Apart from their canonical role in thrombosis and hemostasis, platelets amplify acute and chronic inflammation including atherosclerosis, and regulate the development and remodeling of blood and lymph vessels in health and disease. In this issue of Blood, Lievens and colleagues show evidence that activated platelets expressing CD40L promote atherogenesis and inflammation at least in part by mitigating the natural response to recruit immunomodulatory Tregs.1 

Mounting evidence indicates a pivotal role for regulatory T cells (Tregs; generally identified by positive expression of CD4, CD25, and FoxP3) in balancing inflammation and autoimmune disease via actively suppressing pathogenic immune activation (Th1, Th2, Th17, CTL) and maintaining immune tolerance.2  Although present approximately 1% to 2% in whole blood, they are actively recruited to inflammatory sites via various chemokines including CCL2 and CCL5.2  In addition, in atherosclerosis (ie, a chronic inflammatory disease of the vessel wall caused by progressive accumulation of lipids), various groups have shown an inverse relationship between the presence of Tregs versus atherosclerotic plaque growth, and even the induction of a “stable plaque” phenotype characterized by reduced inflammatory cell infiltration and increased plaque fibrosis.3,4  The latter is clinically important, as such stable plaques would prevent plaque rupture thereby reducing the associated life-threatening risk of thrombo-occlusive/ embolic stroke and myocardial infarction.5 

CD40 ligand (CD40L; CD154) is a transmembrane glycoprotein and member of the tumor necrosis factor (TNF) family.
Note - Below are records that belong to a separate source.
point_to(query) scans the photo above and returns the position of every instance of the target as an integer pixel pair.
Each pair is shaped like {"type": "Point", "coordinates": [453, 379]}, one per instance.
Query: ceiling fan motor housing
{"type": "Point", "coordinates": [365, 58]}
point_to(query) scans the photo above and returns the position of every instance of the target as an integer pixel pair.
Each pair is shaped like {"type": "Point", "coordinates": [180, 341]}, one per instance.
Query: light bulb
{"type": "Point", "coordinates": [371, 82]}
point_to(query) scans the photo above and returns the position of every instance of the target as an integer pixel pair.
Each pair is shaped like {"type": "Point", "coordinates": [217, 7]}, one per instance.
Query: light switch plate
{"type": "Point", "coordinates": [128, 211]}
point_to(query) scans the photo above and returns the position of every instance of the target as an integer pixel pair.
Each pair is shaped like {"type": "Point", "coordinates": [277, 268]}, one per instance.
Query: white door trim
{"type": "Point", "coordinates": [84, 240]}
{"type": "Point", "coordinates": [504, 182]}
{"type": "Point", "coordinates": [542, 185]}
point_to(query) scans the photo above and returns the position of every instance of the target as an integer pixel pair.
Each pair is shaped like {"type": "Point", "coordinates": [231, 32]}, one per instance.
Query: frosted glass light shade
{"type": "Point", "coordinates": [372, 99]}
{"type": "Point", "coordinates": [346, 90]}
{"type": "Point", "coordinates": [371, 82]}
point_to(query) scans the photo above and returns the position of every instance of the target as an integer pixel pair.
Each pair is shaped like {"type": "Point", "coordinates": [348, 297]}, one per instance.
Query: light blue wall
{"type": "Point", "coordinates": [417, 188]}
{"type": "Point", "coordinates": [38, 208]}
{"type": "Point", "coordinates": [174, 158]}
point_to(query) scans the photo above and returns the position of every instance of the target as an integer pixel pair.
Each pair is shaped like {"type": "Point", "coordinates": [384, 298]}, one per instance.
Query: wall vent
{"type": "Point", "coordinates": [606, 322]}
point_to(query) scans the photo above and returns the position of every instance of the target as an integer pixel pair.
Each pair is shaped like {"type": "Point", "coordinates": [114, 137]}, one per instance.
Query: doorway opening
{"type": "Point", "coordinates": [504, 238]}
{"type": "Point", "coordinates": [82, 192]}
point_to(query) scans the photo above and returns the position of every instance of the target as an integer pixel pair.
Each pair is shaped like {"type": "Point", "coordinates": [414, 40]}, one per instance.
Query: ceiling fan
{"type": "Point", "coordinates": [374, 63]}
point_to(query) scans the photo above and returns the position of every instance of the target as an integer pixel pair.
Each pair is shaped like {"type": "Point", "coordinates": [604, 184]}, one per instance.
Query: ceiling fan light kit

While existing in a membrane-bound and soluble form, CD40L can bind upon trimerization to its classical receptor CD40 leading—via TNF receptor–associated factor (TRAF) adaptor proteins—to intracellular signaling and transcriptional activation, but CD40L also signals by binding noncanonical receptors including integrins (reviewed in Seijkens et al6 ). Primarily known for its role as a costimulator of T-cell activation, it became clear that CD40L is also functionally expressed on several other hematopoietic and nonhematopoietic cell types including platelets and endothelial cells.6  In atherosclerosis, various groups showed that inhibition or genetic deletion of CD40L in mice reduced the growth of newly formed as well as established plaques, and promoted the acquisition of a stable plaque phenotype.7,8  Given the broad expression of CD40L on several cell types relevant in atherosclerosis, it seems important to identify the proatherogenic role of CD40L in a cell-type–specific manner.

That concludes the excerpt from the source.